Y después, yo creo –continuó el Flaco- que alguien empezó a organizarse, pero nosotros nos abrimos. ¿Y qué hacemos? A lo sumo nos juntamos a tomar cerveza, o me acompañan los dos a vera al “cele”. Pero de ahí a decir que ya está todo jugado, no me parece.
- Lo que yo veo –interviene cansinamente Julián- y lo siento desde que tengo uso de razón, es que aquí nosotros fuimos una vez más una suerte de experimento. Acá cualquiera que tiene poder, y luchan todos salvajemente por tenerlo, se cree habilitado para ensayar su propia receta de desastres con la gente. Cada uno ensaya su experimento privado, su demencia hecha plan de rescate del país. Pero, como vivimos en el reino de la impunidad, a cada uno de esos afiebrados dementes que toma el cetro y reina, con su séquito claro, no les queda ninguna responsabilidad por lo que hicieron. Entonces, nuevamente viene el siguiente candidato a emperador, con su staff de ávidos mandantes, y está habilitado nuevamente a poner en marcha la comprobación de que también será inmune a toda pena por el desastre cometido.
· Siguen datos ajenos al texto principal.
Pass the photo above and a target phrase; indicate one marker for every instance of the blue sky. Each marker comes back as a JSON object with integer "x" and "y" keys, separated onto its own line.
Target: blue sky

El flaco Testa permanece pensativo, como si las palabras de Julián hubieran discurrido como una brisa que se lleva la tirantez del ambiente. Gustavo se despereza con los brazos rodeando su cabeza, distendido y casi ausente. El propio Julián siente que ha descargado esa perorata en un confuso intento de establecer su propio diagnóstico para tanta resignación y tanta desidia como la que aprecia en sus congéneres.
- Bueno, además está el hecho de que vos estás de novio a pleno, Julián –Interrumpe el sopor de la pausa la desvaída voz del flaco.
- Vos también estás de novio, ¿eso qué tiene que ver?
- Lo mío es circunstancial –dice el flaco ahora mirándolo a Julián con sus cejas arqueadas, el pelo engominado, la camisa veraniega de tela fina y a finas rayas celestes sobre blanco mirándolo sereno, con la expresión del ebrio bonachón que se apresta a expresar una confesión-. Esa mina vale oro, ¿eh, Julián? A mí las mujeres no me duran nada. Cuando consigo enroscarme con alguna, nunca pasamos de los seis meses saliendo. Capaz que mejor. Mejor para ella –dice el flaco, adivinándose en su chanza el irónico contenido.